Tiberio G, Floriani M, Giulini S M, Bonardelli S, Portolani N, Pulcini G, Guarneri B, De Maria G, Antonini L, Tomasoni G
Department of Surgical Sciences, University of Brescia, Italy.
Eur J Vasc Surg. 1991 Dec;5(6):647-53. doi: 10.1016/s0950-821x(05)80900-4.
The authors studied the changes of Somatosensory Evoked Potentials (SEPs) performed in 241 anaesthetised patients during 264 carotid endarterectomies (CEs). SEP responses were considered significantly modified when the central conduction time was greater than 1 ms and/or when the amplitude of the complex N20-P25 decreased by at least 50%. Both CCT and N20-P25 have been correlated with different parameters, including the presence or absence of preoperative neurological deficits, the type of general anaesthesia, the status of the contralateral and the ipsilateral carotid artery, stump pressure, the use of an intraluminal shunt and the perioperative results. After carotid cross-clamping SEP responses were within the normal range in 236 CEs (89%), and abnormal in 28 (11%). A shunt was inserted 23 times in 264 (9%) cases. None of the patients operated on in this series experienced a permanent neurological deficit; there were three (1.1%) transient deficits (two Rinds and one TIA) and two deaths from non-neurological causes. Only one of the transient deficits was present when the patient woke from the anaesthetic and this event was predicted by significant modification of the SEP which did not reverse after removal of the clamps (a shunt was not used). None of the patients in our series who did not present significant modifications of SEPs during the operation had any postoperative neurological deficit. The authors conclude that SEP recording is a highly reliable and objective method for continuous monitoring of brain function during CE.

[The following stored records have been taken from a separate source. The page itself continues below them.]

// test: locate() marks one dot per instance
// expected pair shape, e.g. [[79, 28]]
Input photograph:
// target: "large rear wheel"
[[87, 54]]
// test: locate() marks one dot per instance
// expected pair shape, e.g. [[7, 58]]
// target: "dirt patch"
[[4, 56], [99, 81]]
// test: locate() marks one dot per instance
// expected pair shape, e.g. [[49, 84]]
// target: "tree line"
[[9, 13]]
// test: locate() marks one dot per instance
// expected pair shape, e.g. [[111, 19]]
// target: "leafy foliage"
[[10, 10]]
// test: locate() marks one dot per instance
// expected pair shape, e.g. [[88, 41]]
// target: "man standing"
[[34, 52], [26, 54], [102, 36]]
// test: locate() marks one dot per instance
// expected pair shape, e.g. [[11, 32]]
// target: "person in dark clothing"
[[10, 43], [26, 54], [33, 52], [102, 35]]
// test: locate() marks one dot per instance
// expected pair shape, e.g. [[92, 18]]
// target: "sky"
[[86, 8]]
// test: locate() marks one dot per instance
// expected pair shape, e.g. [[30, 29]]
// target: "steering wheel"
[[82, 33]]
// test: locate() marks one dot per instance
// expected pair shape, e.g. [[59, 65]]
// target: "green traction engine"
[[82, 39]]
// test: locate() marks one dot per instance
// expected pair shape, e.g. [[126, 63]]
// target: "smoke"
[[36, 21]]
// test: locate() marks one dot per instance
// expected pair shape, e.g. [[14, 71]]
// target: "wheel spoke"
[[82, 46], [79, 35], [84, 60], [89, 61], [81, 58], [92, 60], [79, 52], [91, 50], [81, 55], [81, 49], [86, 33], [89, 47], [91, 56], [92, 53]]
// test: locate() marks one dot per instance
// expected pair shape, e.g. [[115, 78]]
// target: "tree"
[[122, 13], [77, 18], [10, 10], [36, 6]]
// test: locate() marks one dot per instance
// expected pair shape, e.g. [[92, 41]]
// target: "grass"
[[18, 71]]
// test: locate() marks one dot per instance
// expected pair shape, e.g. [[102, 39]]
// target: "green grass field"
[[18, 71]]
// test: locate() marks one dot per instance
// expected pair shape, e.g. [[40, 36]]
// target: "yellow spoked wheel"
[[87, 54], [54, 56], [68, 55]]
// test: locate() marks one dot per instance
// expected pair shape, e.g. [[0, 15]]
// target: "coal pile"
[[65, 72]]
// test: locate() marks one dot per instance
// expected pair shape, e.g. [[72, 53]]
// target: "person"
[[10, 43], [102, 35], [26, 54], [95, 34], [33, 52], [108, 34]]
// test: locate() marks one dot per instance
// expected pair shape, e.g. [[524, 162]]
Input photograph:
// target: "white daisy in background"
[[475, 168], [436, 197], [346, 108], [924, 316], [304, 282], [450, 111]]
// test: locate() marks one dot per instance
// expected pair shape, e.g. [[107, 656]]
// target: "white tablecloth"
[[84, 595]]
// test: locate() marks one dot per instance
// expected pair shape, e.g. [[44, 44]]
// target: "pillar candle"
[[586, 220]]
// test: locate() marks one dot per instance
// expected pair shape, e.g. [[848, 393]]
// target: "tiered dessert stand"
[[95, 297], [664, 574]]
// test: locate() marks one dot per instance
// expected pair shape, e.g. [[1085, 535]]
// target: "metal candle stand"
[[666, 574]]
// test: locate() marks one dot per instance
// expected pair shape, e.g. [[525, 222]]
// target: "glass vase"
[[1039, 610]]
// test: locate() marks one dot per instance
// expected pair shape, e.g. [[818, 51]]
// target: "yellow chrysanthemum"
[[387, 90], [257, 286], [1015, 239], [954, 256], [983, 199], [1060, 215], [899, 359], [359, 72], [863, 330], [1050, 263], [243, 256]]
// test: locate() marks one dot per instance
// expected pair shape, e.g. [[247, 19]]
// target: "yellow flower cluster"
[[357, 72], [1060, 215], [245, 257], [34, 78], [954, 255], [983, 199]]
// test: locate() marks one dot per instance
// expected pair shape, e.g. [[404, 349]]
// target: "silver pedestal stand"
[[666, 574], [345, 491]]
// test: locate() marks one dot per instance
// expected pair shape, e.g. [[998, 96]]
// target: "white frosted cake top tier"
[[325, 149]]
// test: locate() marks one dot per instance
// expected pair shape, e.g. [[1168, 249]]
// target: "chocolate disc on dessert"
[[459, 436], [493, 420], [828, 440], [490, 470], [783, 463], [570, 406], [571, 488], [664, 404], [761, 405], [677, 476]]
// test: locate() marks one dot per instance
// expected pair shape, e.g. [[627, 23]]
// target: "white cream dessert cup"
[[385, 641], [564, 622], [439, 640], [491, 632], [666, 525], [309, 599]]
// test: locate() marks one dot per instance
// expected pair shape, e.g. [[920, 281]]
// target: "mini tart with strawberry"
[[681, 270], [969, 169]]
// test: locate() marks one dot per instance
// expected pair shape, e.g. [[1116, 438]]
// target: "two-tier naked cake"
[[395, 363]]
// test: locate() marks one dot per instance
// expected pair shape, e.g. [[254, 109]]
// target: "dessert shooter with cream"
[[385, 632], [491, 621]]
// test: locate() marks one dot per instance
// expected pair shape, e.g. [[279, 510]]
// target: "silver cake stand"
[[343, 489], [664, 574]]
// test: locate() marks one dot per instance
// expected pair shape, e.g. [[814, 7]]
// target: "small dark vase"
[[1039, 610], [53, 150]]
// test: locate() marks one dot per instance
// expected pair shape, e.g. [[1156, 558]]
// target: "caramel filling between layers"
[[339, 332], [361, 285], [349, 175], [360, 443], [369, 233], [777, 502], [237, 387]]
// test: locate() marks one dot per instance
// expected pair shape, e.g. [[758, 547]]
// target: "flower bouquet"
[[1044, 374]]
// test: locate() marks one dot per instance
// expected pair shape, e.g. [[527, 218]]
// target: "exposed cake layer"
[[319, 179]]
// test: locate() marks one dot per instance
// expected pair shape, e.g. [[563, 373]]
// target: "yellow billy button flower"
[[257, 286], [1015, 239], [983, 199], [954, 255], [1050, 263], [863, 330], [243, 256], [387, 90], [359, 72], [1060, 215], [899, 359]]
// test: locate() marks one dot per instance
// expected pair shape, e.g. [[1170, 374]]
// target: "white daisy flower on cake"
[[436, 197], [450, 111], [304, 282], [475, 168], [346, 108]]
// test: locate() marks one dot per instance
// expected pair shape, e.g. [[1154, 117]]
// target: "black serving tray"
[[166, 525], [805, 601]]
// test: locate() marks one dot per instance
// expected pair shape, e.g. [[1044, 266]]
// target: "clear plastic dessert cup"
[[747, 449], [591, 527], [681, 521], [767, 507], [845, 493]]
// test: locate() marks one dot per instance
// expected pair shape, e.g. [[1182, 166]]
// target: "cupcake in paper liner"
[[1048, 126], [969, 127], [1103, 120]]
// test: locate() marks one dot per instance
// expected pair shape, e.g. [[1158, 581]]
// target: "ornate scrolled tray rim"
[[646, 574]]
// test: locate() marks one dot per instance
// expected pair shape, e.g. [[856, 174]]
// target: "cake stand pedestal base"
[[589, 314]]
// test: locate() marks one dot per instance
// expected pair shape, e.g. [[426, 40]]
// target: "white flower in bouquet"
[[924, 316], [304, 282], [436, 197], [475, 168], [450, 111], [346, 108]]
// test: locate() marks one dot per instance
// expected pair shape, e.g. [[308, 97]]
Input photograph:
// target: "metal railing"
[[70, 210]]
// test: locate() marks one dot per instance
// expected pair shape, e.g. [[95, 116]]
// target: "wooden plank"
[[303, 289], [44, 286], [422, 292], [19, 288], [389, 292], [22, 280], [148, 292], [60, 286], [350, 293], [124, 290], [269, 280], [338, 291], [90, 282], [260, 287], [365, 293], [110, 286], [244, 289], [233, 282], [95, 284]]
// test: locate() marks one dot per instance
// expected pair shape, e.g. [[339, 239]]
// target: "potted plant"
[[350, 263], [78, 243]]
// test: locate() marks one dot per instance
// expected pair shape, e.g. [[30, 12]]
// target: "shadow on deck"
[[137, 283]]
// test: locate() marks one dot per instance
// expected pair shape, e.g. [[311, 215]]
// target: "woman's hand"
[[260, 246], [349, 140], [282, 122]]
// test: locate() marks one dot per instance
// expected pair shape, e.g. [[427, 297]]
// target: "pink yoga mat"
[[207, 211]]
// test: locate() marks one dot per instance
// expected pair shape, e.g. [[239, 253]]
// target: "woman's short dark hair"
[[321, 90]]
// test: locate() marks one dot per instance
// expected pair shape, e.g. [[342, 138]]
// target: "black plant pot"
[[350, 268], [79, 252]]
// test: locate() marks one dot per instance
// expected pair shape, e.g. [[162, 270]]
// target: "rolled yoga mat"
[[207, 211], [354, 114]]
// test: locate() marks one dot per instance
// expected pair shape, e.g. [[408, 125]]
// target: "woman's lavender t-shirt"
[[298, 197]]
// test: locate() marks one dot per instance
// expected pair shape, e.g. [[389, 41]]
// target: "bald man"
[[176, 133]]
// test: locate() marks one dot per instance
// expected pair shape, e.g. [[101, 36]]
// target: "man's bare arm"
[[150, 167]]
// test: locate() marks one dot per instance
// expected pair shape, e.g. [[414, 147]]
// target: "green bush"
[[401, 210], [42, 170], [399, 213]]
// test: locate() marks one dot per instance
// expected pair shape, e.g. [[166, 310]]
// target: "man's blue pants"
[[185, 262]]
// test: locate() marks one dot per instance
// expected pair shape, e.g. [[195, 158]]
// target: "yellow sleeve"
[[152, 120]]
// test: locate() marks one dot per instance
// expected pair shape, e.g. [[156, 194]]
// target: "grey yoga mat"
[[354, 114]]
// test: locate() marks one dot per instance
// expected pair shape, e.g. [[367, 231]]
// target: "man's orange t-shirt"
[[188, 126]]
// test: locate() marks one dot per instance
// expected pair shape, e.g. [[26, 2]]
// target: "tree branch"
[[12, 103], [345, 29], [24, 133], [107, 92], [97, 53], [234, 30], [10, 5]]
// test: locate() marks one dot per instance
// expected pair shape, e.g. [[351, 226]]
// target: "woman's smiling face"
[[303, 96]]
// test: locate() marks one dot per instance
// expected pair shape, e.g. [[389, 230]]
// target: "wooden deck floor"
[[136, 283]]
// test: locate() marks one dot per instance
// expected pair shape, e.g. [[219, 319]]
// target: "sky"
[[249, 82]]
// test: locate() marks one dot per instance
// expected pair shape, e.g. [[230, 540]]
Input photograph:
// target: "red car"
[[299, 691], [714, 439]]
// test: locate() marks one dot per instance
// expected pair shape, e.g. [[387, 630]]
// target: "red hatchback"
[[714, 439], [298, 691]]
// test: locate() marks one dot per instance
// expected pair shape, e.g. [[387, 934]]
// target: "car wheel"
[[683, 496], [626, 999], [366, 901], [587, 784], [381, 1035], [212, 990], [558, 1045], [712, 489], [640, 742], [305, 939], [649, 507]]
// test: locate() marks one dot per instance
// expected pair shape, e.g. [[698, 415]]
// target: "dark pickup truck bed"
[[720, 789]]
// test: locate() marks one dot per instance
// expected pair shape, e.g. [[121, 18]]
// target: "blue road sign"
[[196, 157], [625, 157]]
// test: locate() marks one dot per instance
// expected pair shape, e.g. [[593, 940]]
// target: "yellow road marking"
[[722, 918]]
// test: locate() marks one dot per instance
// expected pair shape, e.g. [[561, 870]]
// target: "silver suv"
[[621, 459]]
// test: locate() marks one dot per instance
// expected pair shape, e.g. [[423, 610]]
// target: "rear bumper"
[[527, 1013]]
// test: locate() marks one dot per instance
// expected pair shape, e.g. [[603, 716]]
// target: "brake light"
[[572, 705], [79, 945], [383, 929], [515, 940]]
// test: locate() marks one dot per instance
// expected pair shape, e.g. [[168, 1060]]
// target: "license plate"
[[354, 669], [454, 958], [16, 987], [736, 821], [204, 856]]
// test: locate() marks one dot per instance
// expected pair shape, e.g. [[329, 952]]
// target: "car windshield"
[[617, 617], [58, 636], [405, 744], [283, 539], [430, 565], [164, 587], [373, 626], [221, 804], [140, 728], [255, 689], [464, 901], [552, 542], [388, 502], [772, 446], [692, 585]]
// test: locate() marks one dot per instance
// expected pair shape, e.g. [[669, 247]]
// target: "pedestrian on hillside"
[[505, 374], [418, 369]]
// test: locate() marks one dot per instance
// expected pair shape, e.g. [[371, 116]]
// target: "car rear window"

作者研究了241例接受麻醉的患者在264例颈动脉内膜切除术(CE)期间体感诱发电位(SEP)的变化。当中央传导时间大于1毫秒和/或复合波N20 - P25的波幅至少降低50%时,SEP反应被认为有显著改变。中央传导时间(CCT)和N20 - P25均与不同参数相关,包括术前是否存在神经功能缺损、全身麻醉类型、对侧和同侧颈动脉的状况、残端压力、腔内分流的使用以及围手术期结果。颈动脉交叉阻断后,236例CE(89%)的SEP反应在正常范围内,28例(11%)异常。264例(9%)病例中有23次插入了分流管。该系列手术的患者均未出现永久性神经功能缺损;有3例(1.1%)出现短暂性缺损(2例为脑梗死,1例为短暂性脑缺血发作),2例死于非神经原因。仅1例短暂性缺损在患者从麻醉中苏醒时出现,并且该事件可通过SEP的显著改变预测,夹闭解除后未恢复正常(未使用分流管)。我们系列中的患者在手术期间SEP无显著改变的,术后均无神经功能缺损。作者得出结论,SEP记录是CE期间连续监测脑功能的一种高度可靠且客观的方法。